Native MS: turning up the voltage

At the FBDD meeting in San Diego last month there was some discussion of the connection between protein-ligand binding in the gas phase (ie, in native mass-spectrometry experiments) vs in solution; the discussion continued in the comment section here. Valerie Vivat, head of the mass spectrometry, molecular & cell biology department at NovAliX, has now provided a thorough response.

When analyzing non-covalent complexes by mass spectrometry under non-denaturing conditions, one must keep in mind indeed how interactions stabilizing the complex in solution will be affected by the ion transfer in the gas phase. Basically, interaction based on hydrophobic effect is lost while the electrostatic-based interactions (Van der Waals, H-bonds, ionic interaction) are preserved (and are even strengthened due to the absence of solvent shielding). Regarding water molecules now, during the ESI process, biomolecules are transferred in the gas phase as partially hydrated ions and complete ion desolvation is subsequently achieved through low energy collisions with the residual gas molecules in the mass spectrometer interface. This complete desolvation is required for accurate mass measurements. Consequently, in most cases, molecular mass measurement of the complexes is accurate enough to rule out the possibility that water molecules remain after ions are transferred from the atmospheric pressure to the deep vacuum of the TOF analyzer, even in the case of crystallographic water molecules.

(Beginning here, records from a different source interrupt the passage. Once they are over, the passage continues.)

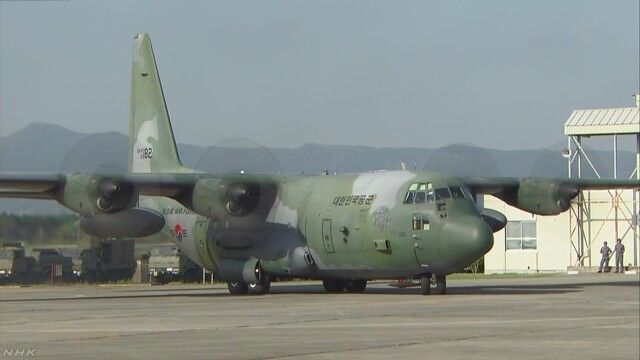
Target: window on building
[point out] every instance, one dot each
(521, 235)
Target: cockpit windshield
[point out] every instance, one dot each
(420, 193)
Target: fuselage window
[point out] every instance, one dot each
(419, 193)
(420, 222)
(442, 194)
(456, 192)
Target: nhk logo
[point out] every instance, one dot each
(18, 352)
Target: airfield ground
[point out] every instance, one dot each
(555, 317)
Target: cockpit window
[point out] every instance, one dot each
(419, 193)
(456, 192)
(442, 194)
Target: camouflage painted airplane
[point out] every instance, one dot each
(250, 228)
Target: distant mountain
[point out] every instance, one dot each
(52, 148)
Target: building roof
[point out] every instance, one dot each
(603, 122)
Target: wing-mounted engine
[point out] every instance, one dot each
(541, 196)
(107, 206)
(89, 194)
(238, 199)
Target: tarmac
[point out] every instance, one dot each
(594, 316)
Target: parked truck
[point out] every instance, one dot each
(53, 265)
(108, 260)
(15, 266)
(167, 264)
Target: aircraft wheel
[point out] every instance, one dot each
(355, 285)
(260, 287)
(333, 286)
(237, 287)
(425, 284)
(441, 284)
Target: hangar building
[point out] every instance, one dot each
(572, 240)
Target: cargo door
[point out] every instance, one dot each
(327, 238)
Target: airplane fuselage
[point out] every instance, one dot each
(373, 225)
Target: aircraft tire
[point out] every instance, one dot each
(441, 284)
(355, 286)
(237, 287)
(425, 284)
(333, 285)
(260, 287)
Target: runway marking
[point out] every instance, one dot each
(326, 326)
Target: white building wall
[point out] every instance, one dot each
(554, 251)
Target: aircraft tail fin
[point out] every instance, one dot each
(152, 147)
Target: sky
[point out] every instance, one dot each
(500, 74)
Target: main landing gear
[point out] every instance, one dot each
(352, 286)
(440, 281)
(260, 287)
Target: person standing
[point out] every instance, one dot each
(619, 250)
(606, 253)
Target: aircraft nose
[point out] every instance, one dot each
(469, 237)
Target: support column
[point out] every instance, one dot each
(636, 199)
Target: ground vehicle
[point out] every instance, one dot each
(15, 267)
(108, 260)
(167, 264)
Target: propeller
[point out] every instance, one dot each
(114, 196)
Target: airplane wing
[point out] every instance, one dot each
(540, 195)
(52, 185)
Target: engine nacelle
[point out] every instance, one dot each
(542, 197)
(89, 194)
(233, 196)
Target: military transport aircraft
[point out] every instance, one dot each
(250, 228)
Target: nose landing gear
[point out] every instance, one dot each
(440, 282)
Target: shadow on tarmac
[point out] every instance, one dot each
(316, 289)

Regarding gas phase stability : Reports in the literature mention that collision-induced dissociation experiments and the determination of Vc50s can be used to monitor gain or loss in polar interaction. Indeed, we have now accumulated a variety of in house examples showing that increase in the gas phase stability of a complex is correlated with a gain in polar interactions as shown by X-ray or ITC. Monitoring the complex gas phase stability is thus an attractive feature to quickly evaluate, for example, gain or loss in polar interaction of analog series targeting the same protein binding site.

Importantly, the gas phase stability is not an indication of the complex binding affinity. Evaluation of complex affinity (after complexes are formed in solution) is done under instrumental conditions showing no dissociation of the non-covalent complexes. For complexes stabilized by electrostatic-based interactions (and thus rather stable in the gas phase), it is indeed much easier to find optimal instrument settings compared to complexes stabilized by hydrophobic effect. However, this does not preclude complexes mainly stabilized in solution by hydrophobic effect to be detected at all. For example, nuclear hormone receptors in complex with fatty acids or phospholipids are readily detected with appropriate settings. In this case, the polar head of the ligands is likely to act as a stable anchor in the gas phase, resulting in non-covalent complexes which remain intact during the ca. 1 millisecond flight of the ion from the ionization source to the detector.

To sum up, native MS can be run under two different modes: 

1.     Low energy conditions where no complex dissociation occurs are used to assess the binding affinity of protein / ligand complexes,

2.     High energy conditions inducing complex dissociation provide insight into the extent of polar interaction involved between the protein and the ligand. This type of experiment makes sense to compare a series of molecules binding to the same protein binding site.

Valerie makes some interesting points here, in particular the statement that "the gas phase stability is not an indication of the complex binding affinity." Still, I do like the fact that native MS could be used as a quick way to sort enthalpic from entropic binders. What do you think?